I have called myself primarily a Problem Solver for many years. I have highlighted this attribute about myself in job interviews. And right here when I talked about my purpose and joy. Have I gotten this wrong about myself though?
I really enjoyed working in the warehouse this past month. And I actually enjoy running errands like grocery shopping. Those are certainly helpful tasks, but not problem solving. I also enjoy learning and reading and new experiences. Sometimes what I learn or read or experience can be used to solve problems. But I’m realizing that once the new-ness is over, the problem solving is often no longer interesting!
The common thread is that I long to be actively engaged. That’s usually been mental engagement for me, but clearly that isn’t essential. Instead I’m beginning to see that mental work alone is mind-numbing when its not engaging. There may still be problems to solve, but at some point they may not be interesting problems to me. Kind of fits with my recent finding that my eanagram type is “gut” instead of “head”!

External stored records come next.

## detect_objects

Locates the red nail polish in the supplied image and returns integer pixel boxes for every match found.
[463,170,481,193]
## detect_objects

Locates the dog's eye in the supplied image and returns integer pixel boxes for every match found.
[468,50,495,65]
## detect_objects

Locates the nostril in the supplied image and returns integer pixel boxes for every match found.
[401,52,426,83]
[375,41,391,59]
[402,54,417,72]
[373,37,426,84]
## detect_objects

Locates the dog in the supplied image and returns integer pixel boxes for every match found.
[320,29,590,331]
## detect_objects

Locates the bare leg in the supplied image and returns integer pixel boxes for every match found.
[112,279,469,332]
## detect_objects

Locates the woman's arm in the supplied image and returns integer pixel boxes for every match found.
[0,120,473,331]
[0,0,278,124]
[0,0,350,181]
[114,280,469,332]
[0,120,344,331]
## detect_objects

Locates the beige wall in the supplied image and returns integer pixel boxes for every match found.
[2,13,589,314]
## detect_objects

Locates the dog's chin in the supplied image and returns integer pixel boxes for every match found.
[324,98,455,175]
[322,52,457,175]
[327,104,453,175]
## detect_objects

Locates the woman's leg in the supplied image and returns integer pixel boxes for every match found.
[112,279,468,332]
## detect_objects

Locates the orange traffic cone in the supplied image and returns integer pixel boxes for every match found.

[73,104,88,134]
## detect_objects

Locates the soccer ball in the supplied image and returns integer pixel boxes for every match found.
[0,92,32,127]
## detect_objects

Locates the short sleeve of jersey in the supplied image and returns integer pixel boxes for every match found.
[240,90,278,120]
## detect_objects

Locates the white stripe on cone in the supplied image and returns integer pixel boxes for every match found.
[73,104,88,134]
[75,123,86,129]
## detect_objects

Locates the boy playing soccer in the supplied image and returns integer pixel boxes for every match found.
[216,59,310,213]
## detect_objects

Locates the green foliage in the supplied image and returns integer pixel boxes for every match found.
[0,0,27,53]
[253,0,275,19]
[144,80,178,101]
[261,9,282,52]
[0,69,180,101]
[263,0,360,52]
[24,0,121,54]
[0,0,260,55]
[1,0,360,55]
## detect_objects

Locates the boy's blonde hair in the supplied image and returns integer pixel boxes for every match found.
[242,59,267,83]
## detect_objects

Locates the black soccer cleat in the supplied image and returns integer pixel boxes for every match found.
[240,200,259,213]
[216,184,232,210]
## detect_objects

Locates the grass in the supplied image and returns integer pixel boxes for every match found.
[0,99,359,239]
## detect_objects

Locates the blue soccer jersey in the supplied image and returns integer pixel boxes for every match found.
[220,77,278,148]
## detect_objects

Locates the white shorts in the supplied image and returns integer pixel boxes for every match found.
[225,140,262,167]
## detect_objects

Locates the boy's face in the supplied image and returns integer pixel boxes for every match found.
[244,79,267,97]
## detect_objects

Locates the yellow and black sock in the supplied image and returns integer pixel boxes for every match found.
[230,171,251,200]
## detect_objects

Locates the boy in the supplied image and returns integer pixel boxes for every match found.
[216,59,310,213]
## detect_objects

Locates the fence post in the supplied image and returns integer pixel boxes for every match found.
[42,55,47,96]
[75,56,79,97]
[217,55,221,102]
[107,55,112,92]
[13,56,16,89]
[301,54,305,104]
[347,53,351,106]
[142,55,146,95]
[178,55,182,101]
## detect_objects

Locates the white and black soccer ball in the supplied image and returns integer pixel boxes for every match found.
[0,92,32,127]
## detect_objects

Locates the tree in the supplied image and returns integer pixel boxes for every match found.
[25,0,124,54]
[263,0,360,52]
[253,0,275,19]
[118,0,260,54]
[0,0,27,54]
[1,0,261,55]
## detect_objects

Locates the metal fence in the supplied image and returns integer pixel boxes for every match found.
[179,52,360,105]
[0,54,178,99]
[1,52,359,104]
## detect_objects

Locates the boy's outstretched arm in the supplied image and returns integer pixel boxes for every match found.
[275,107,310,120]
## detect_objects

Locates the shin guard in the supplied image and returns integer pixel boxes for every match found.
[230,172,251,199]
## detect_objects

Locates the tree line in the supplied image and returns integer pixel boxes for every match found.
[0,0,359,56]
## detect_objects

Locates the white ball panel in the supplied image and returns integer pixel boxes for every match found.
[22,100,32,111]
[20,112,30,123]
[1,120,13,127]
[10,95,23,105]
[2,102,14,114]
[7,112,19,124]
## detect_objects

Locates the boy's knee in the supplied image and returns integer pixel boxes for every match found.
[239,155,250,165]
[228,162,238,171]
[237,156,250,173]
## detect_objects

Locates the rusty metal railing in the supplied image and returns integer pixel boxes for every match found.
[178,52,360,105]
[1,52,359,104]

I don’t want to say I need to switch jobs or careers. At least not yet. 🙂 But I have such thoughts more and more often. Part of it is I am also realizing I hate sitting at a computer for long hours. At least if I’m not properly “engaged”. But I also have other sensory oddities that I can’t assume will just go away with a change. I am thinking though for the first time in a long time about what I really should be doing!